Cannabinoids might be valuable for treating cardiovascular disease, according to recent research published in Nature. Steffens and colleagues show that oral treatment with a low dose of Δ-9-tetrahydrocannabinol (THC) — the major constituent of marijuana — inhibits disease progression in a mouse model of atherosclerosis.

Atherosclerosis, the main cause of cardiovascular disease and stroke in Western countries, is generally recognized as a chronic inflammatory disorder. Given the growing evidence that cannabinoids such as THC have anti-inflammatory and immunomodulatory effects, Steffens et al. set out to investigate whether cannabinoid treatment would alter inflammatory processes pivotal for the development of atherosclerosis in the well-established apolipoprotein-E -knockout (ApoE−/−) mouse model.

A daily oral dose of THC that was sufficient to produce anti-inflammatory effects, but lower than that associated with psychotropic effects, was given to ApoE−/− mice that had established atherosclerotic lesions as a result of being fed a high-cholesterol diet for 5 weeks. After 6 further weeks on the same high-cholesterol diet, mice that received daily THC during this period showed significantly reduced progression of atherosclerotic lesions compared with control mice.

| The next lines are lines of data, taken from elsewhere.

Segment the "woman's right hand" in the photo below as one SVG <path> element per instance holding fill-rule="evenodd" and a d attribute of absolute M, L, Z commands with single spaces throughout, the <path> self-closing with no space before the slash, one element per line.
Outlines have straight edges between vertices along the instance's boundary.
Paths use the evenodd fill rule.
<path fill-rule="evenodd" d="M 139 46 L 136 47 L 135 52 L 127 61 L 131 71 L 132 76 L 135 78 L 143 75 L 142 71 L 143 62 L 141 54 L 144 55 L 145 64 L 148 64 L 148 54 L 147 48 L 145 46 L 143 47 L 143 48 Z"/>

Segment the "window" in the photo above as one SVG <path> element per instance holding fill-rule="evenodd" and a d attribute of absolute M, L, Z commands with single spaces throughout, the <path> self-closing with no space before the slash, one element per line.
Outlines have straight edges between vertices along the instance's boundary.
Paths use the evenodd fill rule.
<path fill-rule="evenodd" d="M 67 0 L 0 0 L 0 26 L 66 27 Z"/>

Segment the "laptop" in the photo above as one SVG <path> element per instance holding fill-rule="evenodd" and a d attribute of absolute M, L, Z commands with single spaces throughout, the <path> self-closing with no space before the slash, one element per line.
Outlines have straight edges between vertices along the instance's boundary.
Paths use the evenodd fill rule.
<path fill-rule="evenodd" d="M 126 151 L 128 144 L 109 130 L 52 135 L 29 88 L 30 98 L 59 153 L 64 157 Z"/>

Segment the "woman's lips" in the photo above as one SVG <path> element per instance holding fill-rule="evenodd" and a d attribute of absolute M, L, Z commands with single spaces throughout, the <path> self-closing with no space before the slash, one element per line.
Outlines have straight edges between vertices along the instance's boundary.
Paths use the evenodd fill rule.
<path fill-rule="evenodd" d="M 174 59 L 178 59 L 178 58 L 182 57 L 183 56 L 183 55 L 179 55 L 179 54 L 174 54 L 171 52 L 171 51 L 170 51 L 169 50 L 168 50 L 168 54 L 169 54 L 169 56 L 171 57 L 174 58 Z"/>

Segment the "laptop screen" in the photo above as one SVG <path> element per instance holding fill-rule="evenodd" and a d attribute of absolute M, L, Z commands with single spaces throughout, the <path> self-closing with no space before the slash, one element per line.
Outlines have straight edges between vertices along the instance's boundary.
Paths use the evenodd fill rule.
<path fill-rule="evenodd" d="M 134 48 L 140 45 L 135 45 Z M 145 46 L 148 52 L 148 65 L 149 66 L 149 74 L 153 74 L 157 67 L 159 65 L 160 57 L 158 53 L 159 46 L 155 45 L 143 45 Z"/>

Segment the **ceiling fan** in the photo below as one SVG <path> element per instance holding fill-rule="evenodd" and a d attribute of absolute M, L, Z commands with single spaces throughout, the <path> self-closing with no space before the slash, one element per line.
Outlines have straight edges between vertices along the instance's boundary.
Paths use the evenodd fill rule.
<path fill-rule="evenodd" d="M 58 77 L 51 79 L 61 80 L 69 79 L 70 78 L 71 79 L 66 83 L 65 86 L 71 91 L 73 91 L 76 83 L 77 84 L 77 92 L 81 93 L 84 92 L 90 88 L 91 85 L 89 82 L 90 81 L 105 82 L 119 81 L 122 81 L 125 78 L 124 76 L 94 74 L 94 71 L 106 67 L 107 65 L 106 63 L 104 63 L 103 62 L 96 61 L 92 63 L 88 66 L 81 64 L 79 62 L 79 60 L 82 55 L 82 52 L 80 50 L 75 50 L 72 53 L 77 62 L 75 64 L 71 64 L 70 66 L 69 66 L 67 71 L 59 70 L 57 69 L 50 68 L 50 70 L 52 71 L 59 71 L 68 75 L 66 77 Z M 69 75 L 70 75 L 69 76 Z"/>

So, what underlies this effect? It has been suggested that the immunomodulatory effects of cannabinoids are mediated by the CB2 receptor, which is primarily expressed on immune cells (the CB1 receptor that is thought to mediate their psychotropic effects is expressed primarily in the brain). Indeed, the authors found that CB2 receptors were present in atherosclerotic plaques of human and mouse diseased arteries, but not in non-diseased arteries. Moreover, the inhibitory effect of THC on atherosclerotic lesion progression was completely abolished in the presence of a specific CB2 receptor antagonist.

Further experiments provided evidence that THC suppresses the TH1 response, which is thought to be important during early atherosclerosis development, and that it inhibits the migration of inflammatory cells into atherosclerotic lesions; this inhibitory effect was also blocked by the CB2 receptor antagonist. Overall, the findings indicate that developing compounds with activity at the CB2 receptor could be a promising novel therapeutic strategy for atherosclerosis.